Since no one else has mentioned it, I would note that your Kribs are West African Cichlids, not South American. There are some differences in the way they are treated in the aquarium. _Pv. taeniatus _Moliwe (no such population as Moline, so I'm guessing this is the one intended) is one of the more common in the hobby, as they are fairly easy to breed compared to some of the other populations; it should be relatively easy to find online if your store doesn't get any more. The risk of hybridization is not very high, but I still wouldn't keep them with another _Pelvicachromis _species. There is too much similarity of shape and color, and there would almost certainly be a lot of fighting over territory. The problem would not be a difference in aggression but the exact opposite, as both are quite aggressive toward conspecifics.


----------



## diavids (Dec 28, 2007)

yes i meant Moliwe, and i know they are west african, brain what brain... the pet store had the pet listed as a molin so that is where i got it ...oppps

so far the Moliwe male is doing fine with my brood of kribs, i have lots of hiding places. i only have one other male in the tank and i have never had any trouble with the females or younger kribs. i'm just going to see how things go until i can move the kribs over to the larger tank which should be in a few months.

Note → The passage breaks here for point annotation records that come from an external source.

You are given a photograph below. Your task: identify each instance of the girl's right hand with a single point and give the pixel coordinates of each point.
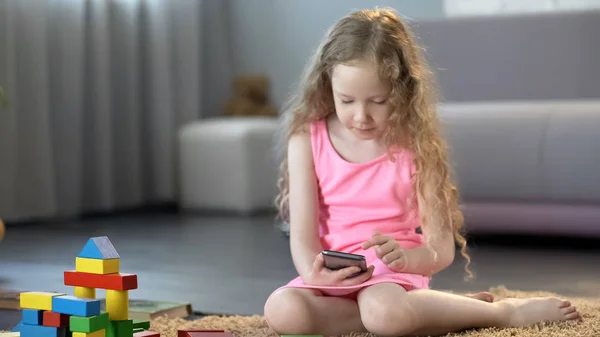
(322, 276)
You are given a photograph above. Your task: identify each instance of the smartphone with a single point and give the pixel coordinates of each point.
(339, 260)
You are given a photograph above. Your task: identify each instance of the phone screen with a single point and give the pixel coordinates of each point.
(339, 260)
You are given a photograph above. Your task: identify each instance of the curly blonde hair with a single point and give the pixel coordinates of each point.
(379, 35)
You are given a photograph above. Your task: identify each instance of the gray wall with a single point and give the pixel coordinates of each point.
(520, 57)
(505, 57)
(276, 37)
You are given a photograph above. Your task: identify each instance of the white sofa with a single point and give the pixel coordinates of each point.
(527, 167)
(227, 164)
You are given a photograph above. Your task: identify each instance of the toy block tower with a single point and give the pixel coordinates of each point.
(60, 315)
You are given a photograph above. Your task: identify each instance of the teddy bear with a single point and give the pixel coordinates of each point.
(250, 98)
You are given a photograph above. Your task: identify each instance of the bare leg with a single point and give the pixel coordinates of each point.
(388, 310)
(307, 312)
(482, 296)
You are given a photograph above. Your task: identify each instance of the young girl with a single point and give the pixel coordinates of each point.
(366, 166)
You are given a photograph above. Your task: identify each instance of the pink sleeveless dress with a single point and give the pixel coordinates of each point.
(356, 199)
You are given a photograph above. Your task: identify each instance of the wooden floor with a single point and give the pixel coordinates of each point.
(231, 264)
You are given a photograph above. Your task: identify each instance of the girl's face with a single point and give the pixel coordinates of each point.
(361, 99)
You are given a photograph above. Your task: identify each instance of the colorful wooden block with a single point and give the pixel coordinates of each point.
(28, 330)
(99, 333)
(89, 324)
(99, 248)
(55, 319)
(120, 328)
(76, 306)
(117, 304)
(97, 266)
(38, 300)
(141, 325)
(190, 333)
(118, 281)
(32, 316)
(84, 292)
(146, 334)
(17, 327)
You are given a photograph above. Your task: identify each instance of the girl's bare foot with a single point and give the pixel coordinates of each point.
(482, 296)
(528, 311)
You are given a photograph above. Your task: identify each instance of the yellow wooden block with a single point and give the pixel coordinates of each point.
(99, 333)
(38, 300)
(84, 292)
(97, 266)
(117, 304)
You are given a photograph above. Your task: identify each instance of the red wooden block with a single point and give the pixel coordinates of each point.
(119, 281)
(56, 320)
(198, 333)
(210, 334)
(146, 334)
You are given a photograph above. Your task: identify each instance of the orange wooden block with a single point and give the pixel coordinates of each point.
(203, 333)
(55, 319)
(118, 281)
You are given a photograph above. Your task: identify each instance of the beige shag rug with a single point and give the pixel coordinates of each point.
(255, 326)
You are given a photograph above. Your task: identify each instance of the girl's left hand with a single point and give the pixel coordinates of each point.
(388, 251)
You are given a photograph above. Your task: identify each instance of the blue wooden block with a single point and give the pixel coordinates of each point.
(76, 306)
(32, 316)
(28, 330)
(17, 328)
(99, 248)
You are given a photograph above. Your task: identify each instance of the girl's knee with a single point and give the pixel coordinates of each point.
(385, 317)
(288, 311)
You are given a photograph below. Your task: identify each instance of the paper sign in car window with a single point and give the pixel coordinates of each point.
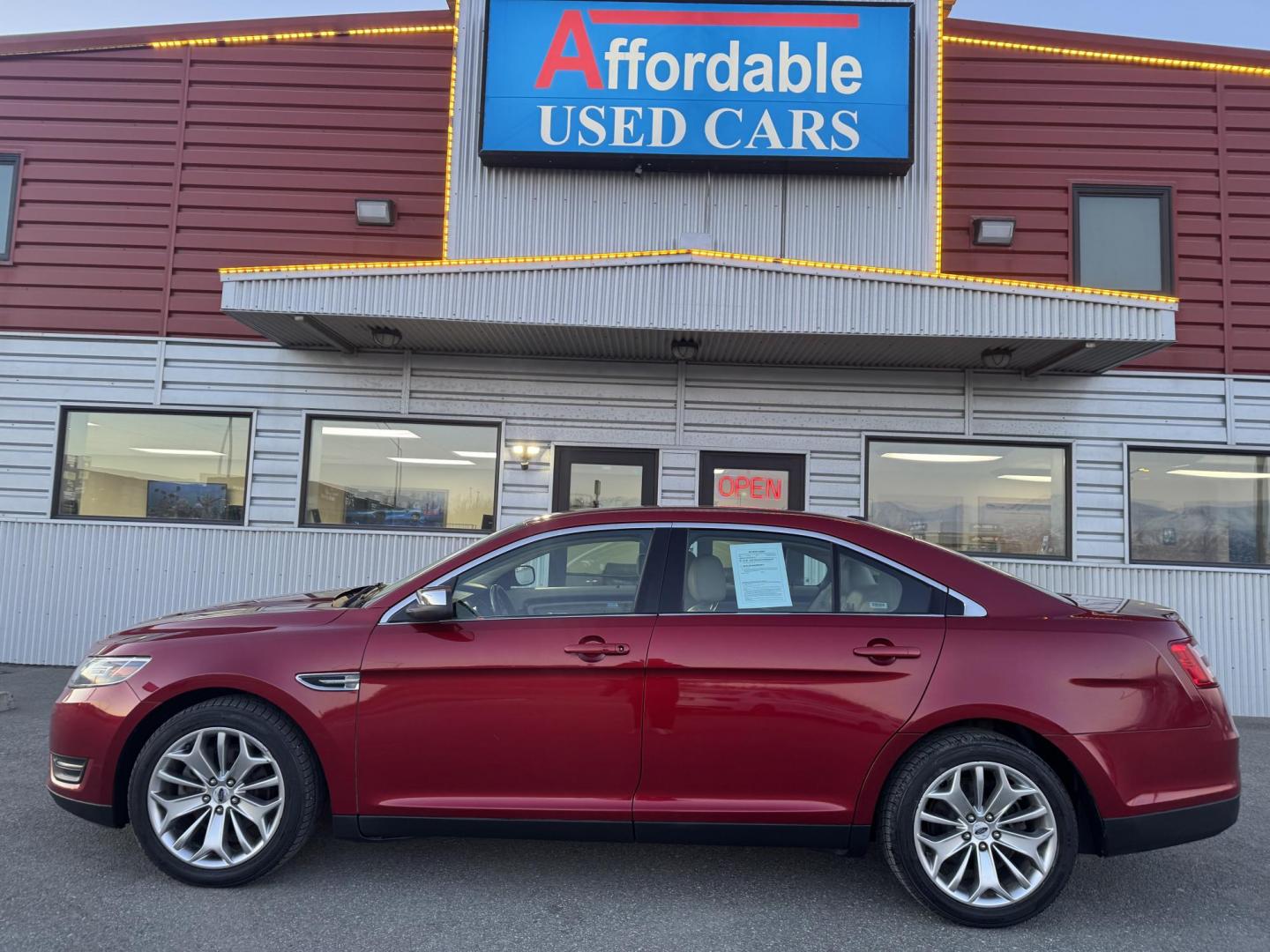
(758, 573)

i'm curious about your comment about the differences they are treated in the aquarium. i though the kribs water needs are bascially the same as south american cichlid.

thanks for all your help
dianne


----------



## diavids (Dec 28, 2007)

yes i meant Moliwe, and i know they are west african, brain what brain... the pet store had the pet listed as a molin so that is where i got it ...oppps

so far the Moliwe male is doing fine with my brood of kribs, i have lots of hiding places. i only have one other male in the tank and i have never had any trouble with the females or younger kribs. i'm just going to see how things go until i can move the kribs over to the larger tank which should be in a few months.

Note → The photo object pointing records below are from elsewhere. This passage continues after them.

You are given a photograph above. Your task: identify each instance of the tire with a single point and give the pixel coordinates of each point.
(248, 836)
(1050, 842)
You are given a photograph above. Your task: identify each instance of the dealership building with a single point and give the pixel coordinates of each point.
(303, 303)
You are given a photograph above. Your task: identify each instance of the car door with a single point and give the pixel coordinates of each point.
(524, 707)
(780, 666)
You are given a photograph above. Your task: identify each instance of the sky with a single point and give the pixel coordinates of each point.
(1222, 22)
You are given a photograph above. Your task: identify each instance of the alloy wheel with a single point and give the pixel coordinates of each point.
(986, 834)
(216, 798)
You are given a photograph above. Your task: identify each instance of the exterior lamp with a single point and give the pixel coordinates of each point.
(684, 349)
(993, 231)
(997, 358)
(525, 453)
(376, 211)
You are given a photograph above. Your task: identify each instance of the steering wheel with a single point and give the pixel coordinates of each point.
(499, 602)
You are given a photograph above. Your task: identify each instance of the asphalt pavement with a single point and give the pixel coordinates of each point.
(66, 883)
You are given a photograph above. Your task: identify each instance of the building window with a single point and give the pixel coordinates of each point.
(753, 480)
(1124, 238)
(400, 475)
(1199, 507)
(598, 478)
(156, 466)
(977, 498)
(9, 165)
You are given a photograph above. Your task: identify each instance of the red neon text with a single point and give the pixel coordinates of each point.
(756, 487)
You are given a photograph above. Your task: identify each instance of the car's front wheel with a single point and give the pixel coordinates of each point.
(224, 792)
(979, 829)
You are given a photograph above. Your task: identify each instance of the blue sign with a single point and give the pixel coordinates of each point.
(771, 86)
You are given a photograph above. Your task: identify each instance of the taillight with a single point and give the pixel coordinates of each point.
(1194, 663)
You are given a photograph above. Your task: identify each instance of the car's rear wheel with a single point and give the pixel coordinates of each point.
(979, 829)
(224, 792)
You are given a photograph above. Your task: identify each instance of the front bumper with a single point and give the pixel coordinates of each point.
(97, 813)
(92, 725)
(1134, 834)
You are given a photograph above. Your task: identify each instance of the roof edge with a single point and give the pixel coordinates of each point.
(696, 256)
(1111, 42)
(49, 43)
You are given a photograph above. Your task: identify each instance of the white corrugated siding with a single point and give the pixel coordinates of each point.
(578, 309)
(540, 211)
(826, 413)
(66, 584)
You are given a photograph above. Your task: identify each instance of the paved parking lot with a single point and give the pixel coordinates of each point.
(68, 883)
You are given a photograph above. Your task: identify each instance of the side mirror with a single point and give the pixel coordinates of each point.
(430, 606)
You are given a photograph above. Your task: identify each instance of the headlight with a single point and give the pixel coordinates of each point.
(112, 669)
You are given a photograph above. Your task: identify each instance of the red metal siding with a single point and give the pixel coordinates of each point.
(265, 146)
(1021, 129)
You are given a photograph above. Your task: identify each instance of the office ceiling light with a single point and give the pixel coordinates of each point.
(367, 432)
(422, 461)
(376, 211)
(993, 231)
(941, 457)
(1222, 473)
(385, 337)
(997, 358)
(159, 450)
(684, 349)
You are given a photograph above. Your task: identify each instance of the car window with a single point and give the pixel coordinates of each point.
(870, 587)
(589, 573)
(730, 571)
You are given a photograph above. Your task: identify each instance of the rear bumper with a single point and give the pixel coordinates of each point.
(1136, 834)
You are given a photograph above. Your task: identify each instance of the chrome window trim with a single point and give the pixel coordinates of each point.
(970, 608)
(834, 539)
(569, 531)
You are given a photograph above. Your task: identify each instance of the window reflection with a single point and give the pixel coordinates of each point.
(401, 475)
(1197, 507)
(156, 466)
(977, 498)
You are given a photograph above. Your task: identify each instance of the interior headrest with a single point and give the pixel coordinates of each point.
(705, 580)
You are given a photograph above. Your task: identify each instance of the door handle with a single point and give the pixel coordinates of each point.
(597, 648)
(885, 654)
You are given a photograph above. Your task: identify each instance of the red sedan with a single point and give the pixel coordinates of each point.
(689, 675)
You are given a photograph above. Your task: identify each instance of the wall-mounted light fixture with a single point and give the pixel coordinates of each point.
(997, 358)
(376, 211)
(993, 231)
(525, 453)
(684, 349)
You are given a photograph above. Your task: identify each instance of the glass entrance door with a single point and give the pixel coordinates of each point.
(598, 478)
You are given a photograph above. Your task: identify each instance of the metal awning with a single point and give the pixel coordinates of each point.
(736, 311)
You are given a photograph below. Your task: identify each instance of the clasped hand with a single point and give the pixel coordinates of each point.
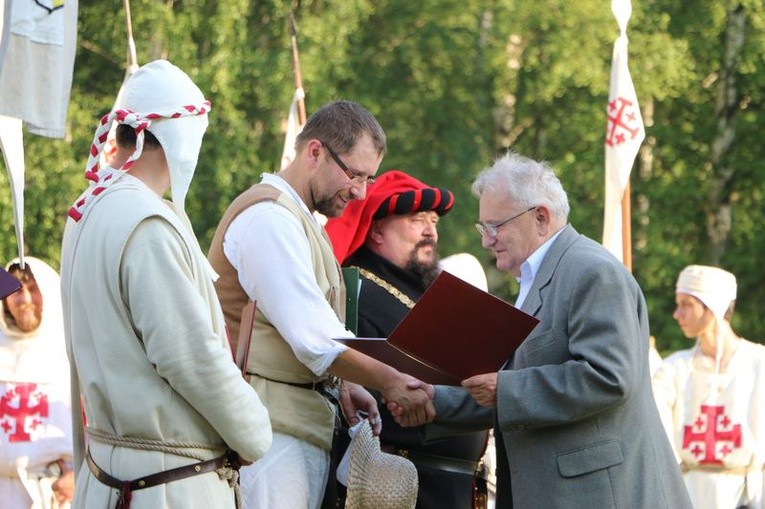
(410, 401)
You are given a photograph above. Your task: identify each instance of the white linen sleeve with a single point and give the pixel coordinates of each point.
(665, 393)
(268, 247)
(175, 324)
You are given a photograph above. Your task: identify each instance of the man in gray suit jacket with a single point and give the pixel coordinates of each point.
(574, 416)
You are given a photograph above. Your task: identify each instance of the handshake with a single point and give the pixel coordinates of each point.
(412, 404)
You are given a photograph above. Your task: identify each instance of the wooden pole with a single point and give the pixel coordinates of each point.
(627, 228)
(296, 69)
(132, 55)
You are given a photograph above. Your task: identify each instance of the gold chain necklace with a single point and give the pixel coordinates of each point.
(409, 303)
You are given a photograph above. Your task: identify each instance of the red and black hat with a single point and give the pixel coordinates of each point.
(394, 192)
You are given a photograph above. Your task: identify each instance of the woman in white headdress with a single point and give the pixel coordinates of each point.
(712, 397)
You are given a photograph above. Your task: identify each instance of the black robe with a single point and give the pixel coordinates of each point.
(379, 313)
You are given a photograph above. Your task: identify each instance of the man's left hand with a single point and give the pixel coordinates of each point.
(353, 398)
(483, 388)
(63, 488)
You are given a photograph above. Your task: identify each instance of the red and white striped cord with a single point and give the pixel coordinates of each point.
(140, 122)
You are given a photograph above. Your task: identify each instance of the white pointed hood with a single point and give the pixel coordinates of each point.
(160, 98)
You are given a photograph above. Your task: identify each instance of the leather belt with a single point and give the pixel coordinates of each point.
(454, 465)
(323, 387)
(230, 459)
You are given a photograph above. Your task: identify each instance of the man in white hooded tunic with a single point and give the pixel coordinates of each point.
(711, 396)
(35, 409)
(145, 332)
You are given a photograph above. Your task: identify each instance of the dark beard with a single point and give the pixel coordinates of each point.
(426, 270)
(328, 208)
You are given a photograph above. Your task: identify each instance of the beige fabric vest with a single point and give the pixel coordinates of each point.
(295, 411)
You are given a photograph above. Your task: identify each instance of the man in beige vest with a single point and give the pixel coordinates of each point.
(269, 247)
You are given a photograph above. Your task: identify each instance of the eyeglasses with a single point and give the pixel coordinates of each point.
(491, 230)
(355, 177)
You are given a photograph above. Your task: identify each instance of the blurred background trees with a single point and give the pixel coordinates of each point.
(456, 83)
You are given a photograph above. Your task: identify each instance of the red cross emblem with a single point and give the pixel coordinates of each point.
(623, 122)
(22, 408)
(712, 436)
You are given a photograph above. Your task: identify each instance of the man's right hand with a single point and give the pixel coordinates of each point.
(410, 401)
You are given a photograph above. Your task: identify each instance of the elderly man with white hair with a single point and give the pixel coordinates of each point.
(711, 396)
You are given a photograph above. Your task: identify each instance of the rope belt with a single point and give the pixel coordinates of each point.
(228, 460)
(454, 465)
(226, 466)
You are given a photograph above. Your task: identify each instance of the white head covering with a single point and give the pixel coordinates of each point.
(466, 267)
(714, 287)
(161, 98)
(49, 284)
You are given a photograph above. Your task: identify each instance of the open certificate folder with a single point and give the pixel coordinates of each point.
(454, 331)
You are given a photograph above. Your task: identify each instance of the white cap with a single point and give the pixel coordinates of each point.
(162, 99)
(466, 267)
(160, 86)
(714, 287)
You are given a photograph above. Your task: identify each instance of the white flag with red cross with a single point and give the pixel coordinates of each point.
(624, 132)
(293, 129)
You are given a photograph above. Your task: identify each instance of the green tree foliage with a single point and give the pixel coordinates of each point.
(454, 83)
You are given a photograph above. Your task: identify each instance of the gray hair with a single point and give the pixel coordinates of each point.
(525, 182)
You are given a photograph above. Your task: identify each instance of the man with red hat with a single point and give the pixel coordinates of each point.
(391, 236)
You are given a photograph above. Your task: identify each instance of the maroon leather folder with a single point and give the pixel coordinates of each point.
(8, 283)
(454, 331)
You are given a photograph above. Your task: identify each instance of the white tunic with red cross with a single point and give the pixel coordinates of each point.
(35, 414)
(716, 423)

i'm curious about your comment about the differences they are treated in the aquarium. i though the kribs water needs are bascially the same as south american cichlid.

thanks for all your help
dianne


----------



## Chromedome52 (Jul 25, 2009)

The water chemistry is pretty much the same, but _Pelvicachromis _tend to take larger territories and work as pairs, rather than the harem setup one uses for Apistos. Also, the downward turned mouth of Krib types gives you a clue as to how they feed - they are bottom sifters, where most of the small SA Cichlids are micropredators. The substrate needs to be fine (sand), and the diet should include some vegetable matter. Like I said, the differences are subtle! :wink:

Immature fish are always more tolerant of others; when they become sexually active and have a brood to protect things get really interesting. One female will take dominance, and at that point any other females better have a lot of room to get away, or they will be harassed to death. They will take up to 2.5 square feet of bottom territory per pair, depending on the size and maturity of the breeders. This seems to be pretty consistent with the 4 species of _Pelvicachromis _that I've bred.

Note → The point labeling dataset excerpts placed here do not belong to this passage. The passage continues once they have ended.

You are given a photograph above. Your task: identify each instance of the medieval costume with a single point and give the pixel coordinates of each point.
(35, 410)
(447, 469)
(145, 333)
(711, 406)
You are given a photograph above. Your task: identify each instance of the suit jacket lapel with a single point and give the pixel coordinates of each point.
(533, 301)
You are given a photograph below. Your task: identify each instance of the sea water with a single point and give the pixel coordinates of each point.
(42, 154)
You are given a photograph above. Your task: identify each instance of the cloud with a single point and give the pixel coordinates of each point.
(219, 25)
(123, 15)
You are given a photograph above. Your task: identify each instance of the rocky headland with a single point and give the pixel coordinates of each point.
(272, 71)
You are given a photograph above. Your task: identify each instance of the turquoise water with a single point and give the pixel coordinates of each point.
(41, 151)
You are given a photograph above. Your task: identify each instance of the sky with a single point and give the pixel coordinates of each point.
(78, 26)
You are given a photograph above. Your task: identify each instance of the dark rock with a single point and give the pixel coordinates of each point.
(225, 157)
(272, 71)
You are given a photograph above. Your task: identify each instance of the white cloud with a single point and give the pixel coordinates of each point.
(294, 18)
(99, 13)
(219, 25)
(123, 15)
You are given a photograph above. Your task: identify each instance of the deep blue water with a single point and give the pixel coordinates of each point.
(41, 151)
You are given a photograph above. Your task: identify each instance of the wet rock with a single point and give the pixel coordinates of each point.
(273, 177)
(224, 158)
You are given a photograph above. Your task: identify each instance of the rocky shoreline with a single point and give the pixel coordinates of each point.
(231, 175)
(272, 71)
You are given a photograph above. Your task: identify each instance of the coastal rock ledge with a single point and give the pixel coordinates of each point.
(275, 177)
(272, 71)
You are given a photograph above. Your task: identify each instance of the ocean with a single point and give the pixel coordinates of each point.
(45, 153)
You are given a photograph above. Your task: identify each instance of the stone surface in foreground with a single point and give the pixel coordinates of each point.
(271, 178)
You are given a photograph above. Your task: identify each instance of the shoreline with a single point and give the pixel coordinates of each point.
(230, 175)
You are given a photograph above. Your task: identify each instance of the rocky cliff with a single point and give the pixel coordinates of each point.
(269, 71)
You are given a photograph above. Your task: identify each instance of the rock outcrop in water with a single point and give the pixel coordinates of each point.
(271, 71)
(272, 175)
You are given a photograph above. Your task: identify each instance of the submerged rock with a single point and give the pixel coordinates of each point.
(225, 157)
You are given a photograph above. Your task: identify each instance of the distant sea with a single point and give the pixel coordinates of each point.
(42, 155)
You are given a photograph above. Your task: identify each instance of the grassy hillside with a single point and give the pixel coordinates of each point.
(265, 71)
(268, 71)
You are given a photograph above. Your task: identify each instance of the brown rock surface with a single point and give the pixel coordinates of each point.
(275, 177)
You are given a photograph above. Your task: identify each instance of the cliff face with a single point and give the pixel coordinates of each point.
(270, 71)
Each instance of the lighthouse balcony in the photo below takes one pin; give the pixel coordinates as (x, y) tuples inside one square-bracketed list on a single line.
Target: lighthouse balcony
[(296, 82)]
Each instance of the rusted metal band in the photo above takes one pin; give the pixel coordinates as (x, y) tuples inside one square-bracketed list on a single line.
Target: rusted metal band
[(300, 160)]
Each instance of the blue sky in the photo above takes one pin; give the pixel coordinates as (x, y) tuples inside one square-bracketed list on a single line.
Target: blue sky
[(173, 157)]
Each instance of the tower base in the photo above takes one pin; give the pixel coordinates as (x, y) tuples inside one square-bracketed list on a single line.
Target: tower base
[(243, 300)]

Another difference between _Pv. pulcher _and _taeniatus _is that the latter requires much lower pH values to get reasonable sex ratios from their spawns. They will spawn and raise broods at 6.5 that will come out almost all female. At a pH of about 5.5 you start to see more or less even ratios. There are a couple of populations that seem to be exceptions, and Moliwe is one of those, which has made it one of the more available in the hobby. I think it is adjusting - perhaps evolving - toward a greater tolerance for aquarium conditions, as the Common Krib did. Believe it or not, they were once considered a difficult species!


----------



## diavids (Dec 28, 2007)

thanks for all the above information. i did know about the lower ph for the taeniatus compared to the pulchers so that is why i'm going to use the 40 for them when i can move the others to the larger tank. Just waiting for the weather to warm up so i can rehome my koi and goldfish to a pond. i really apprecaite all the help. dianne


----------



## diavids (Dec 28, 2007)

hi everyone, i know its been forever but my fish spawned some time ago now. I put the pair in a spare 5 gallon i had. the fry are about 1/2 to 3/4 of a inch now. These past week i noticed the parents getting agressive towards the babies as it looks like they are spawning again. I decided it was time to move some of the fry out as i'm sure they were getting stressed with parents darting at them when every they got too close. A 5 gal is not large enough for more than one spawn at a time. i don't have a grow out tank for the young but decided that they should do okay in my planted 40 gal that is bascially my cherry shrimp tank. the other fish in this tank is some male guppies/a few sparkling gourimi and cories (dwarf and pepper). I figure once they get larger and maybe more aggressive i will be able to move them to my large community tank. At this point i have no idea if i have males or females but since the ph isn't that low i expect it won't be an equal number of both. i figure who knows, maybe i'll be able to sale some if there is any interest. thanks everyone who helps me with these fish. dianne


----------